ディセの能力はだいたいわかったので、セッテの治癒魔法の実験は、治癒魔法について詳しく調べてから行おうという話になった。
♢♦♢
-数日後-
「じゃあ、まずはかすり傷から治してもらおうかな」
「うん!セッテがんばる!」
僕は、たわしを台所から持ってきて、リビングの椅子に腰かけてからズボンをめくり、膝小僧をガリッと削ってみせた。じんわりと赤くなっている。
「痛そう……セッテがすぐ治してあげるね!」
「うん、お願い」
ふんす!と気合を入れたディセが僕の前に膝をついて両手をかざしてくれる。
「うー!元気になーれ!元気になーれ!」
そして、両手から発せられた緑の光が僕の膝に吸い込まれていった。それと同時に傷も治っていく。
「おぉ!すごい!すっかり元通りだ!」
「治ったね!良かったね!」
「うん!ありがとね!セッテ!」
「えへへ!セッテがんばった!」
「よしよし、えらいぞ」
僕はセッテの頭を撫でてやる。すると、セッテは気持ち良さそうにしながら、すごく嬉しそうな笑顔を見せてくれた。

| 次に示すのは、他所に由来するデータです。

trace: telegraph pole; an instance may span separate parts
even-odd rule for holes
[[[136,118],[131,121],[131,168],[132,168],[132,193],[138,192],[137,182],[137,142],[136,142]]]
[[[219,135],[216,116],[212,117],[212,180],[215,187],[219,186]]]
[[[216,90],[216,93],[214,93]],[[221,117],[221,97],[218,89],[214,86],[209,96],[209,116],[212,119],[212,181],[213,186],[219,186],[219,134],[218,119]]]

「えーっと、Bランクの治癒魔法の性能についておさらいしようか」
「では、ディセが説明します!えと、Bランクの治癒魔法は、他人の致命傷ではない傷までを癒すことができるらしいです」
「あくまで軽症から重症の間くらいって話だったよね?」
「はい、ですので、手首などが切断されても繋げることはできないようです。あと、自分自身は治せません」
「ふむふむ」
「Aランクになると切れた手足をくっつけることができて、Sランクだと欠損してしまった部位も、何もないところから再生することができます」
「こう聞くとSランクは規格外だなぁ」
「ごめんなさい……」
高ランクの治癒魔法の効果を聞いて、シュンとしてしまうセッテ。
「ううん、セッテの能力も十分すごいよ。自信をもって?」
「う、うん……がんばる!」
「よし!じゃあ気を取り直して切り傷の治癒もためしてみようか!」
「うん!」
そして、僕は包丁を持って自分の人差し指の先端に切り込みを入れた。血がじんわりと出てきて、ぷっくりと膨らみができる。
「セッテがすぐ治してあげる!うー!元気なーれ!元気になーれ!」
血を見たセッテは一瞬怯えた顔をしたが、すぐにキッと強い顔になって、一生懸命治癒魔法をかけてくれた。
それにしても、セーレンさんのように「ヒーリング」とは唱えずに、「元気になーれ」と唱えてる姿はすごく愛らしい。
「治ったよ!」
「ありがとう」
僕がセッテの可愛い仕草を観察していると、その間に治癒が終わったようだ。傷口を見る。
「あれ?」
傷口には僕の血が残っていて、乾燥しはじめていた。それを親指で擦って傷口を見る。血の下の傷口はすっかり塞がっていた。
そこで疑問が浮かんでくる。
「治癒魔法って、近くに本人の血があれば、浄化されて体に戻るんじゃなかったっけ?」
「そのはずですが、戻ってませんね」
ディセとカリンが僕の手を覗き込み。不思議な顔をする。
「ご、ごごご、ごめんなさい……」
僕の指摘を聞いて、ふるふると震えながら悲しそうにするセッテ。
「え?ごめん!!そんな責めるつもりはなくって!おいで?」
「うん……」
呼び寄せると、ちょこんと膝の上に座ってくれる。
「セッテの能力はすごい力だよ。それに、みんなを元気にできる素敵な、優しいスキルだ」
「うん……」
「ランクなんて関係ない」
僕はセッテの頭を撫でながら自分の気持ちを言い聞かす。
「うん……」
「それにね。スキルなんかなくったって、僕はセッテのことが大好きだよ?」
「ほんとに?」
「うん!もちろん!あたりまえだろ!」
「……そっか!なら!セッテもっとがんばるね!ジュナ様!」
「ありがとう。でも、無理しないようにね?」
「うん!」
やっと笑顔に戻ってくれたセッテの頭を引き続き撫で続ける。
それにしても、事前に調べてもらっていた治癒魔法の能力とは若干違うのはなんなのだろうか。
スキルが発現したばかりでまだ慣れていない?いや、スキルの強さは成長しないって言われてるし……不思議だ……
そのあともセッテの自信がつくように褒めながら実験を続けたが、僕の疑問が解消されることはなかった。